Methods to improve the operational efficiency of a water supply network by early detection of anomalies are investigated by making use of the data streams from multiple sensor locations within the network. The water supply network is a demonstration site of Vitens, a Dutch water company that has several district metering areas where flow, pressure, electrical conductance and temperature are measured and logged online. Three different machine learning approaches are tested for their feasibility to detect anomalies. In the first approach, day-dependent support vector regression (SVR) models are trained for predicting the measurement signals and compared to straightforward models using mean and median estimates, respectively. Using SVRs or the averaged data as real-time pattern recognizers on all available signals, large leakages can be detected. The second approach utilizes adaptive orthogonal projections and reports an event when the number of hidden variables required to describe the streaming data to a user-defined degree (energy-level threshold) increases. As a third approach, (unsupervised) clustering techniques are applied to detect anomalies and underlying patterns from the raw data streams. Preliminary results indicate that the current dataset is too limited in the amount of events and patterns to harness the potential of these techniques.

INTRODUCTION

Water utilities collect ever-increasing amounts of data from water distribution systems via loggers and telemetry systems. The unprecedented availability of data can help improve operation in water supply systems by increasing the reliability and availability of water supply and safe and efficient operation (Wang et al. 2015).

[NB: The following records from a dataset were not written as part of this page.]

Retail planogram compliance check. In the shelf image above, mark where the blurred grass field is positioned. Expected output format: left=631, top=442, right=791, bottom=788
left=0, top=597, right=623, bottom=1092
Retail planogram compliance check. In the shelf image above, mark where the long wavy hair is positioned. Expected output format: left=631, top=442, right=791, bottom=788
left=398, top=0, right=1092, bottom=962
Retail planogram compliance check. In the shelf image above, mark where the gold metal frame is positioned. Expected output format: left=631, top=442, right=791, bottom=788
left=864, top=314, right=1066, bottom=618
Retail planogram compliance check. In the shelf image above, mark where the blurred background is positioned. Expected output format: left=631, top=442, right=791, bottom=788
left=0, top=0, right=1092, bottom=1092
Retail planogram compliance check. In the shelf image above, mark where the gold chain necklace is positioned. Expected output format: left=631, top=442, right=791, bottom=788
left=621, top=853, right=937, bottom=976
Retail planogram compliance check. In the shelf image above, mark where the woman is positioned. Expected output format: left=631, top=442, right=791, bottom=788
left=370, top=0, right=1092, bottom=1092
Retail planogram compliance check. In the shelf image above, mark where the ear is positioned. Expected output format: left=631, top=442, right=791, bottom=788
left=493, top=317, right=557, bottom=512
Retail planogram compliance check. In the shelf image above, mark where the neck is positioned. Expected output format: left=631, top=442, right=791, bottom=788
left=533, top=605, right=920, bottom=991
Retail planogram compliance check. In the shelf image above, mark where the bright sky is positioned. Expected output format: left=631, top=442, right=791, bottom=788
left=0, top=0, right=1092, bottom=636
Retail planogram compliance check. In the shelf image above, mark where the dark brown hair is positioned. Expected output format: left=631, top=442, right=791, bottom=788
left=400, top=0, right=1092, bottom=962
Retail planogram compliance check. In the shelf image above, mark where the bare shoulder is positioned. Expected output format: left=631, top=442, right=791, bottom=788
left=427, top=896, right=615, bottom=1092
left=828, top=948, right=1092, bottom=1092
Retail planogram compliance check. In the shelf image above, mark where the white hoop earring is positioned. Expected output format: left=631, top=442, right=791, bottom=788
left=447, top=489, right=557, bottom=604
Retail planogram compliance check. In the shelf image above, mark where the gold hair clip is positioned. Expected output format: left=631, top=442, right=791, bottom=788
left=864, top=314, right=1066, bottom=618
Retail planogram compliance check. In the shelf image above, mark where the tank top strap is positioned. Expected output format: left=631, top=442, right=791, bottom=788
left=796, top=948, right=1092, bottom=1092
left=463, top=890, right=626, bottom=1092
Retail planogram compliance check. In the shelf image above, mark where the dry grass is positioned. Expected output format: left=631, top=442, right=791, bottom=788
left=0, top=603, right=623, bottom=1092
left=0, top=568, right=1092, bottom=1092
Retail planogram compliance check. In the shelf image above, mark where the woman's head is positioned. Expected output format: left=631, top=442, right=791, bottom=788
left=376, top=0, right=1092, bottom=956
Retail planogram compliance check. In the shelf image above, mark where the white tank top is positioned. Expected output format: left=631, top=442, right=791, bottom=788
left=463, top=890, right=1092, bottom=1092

Interpreting this data is challenging, because of the volume of data and possible sensor malfunctions, as well as specific ‘fingerprints’ of the data related to seasonal variation, location of water supply, the daily and weekly cycles, and so forth. Moreover, inaccuracies in hydraulic models, poor calibration of measurements, and lack of system operational feedback exacerbate the data analysis problems. Hence, a continuous improvement of operational practice is desired, preferably aided by real-time (monitoring) techniques.

In the past, several approaches have been explored. For example, Izquierdo et al. (2007) assess anomalies using a hybrid model composed of a deterministic part (flow rates and head at the nodes) coupled with a state estimation technique and a machine learning algorithm (neural networks). Kühnert et al. (2014) applied principal component analysis to detect novelties in water distribution network (WDN) sensor datastreams. In a recent study of Aminravan et al. (2015), a hierarchical rule-based approach was suggested to account also for the spatial aspect of events in WDNs.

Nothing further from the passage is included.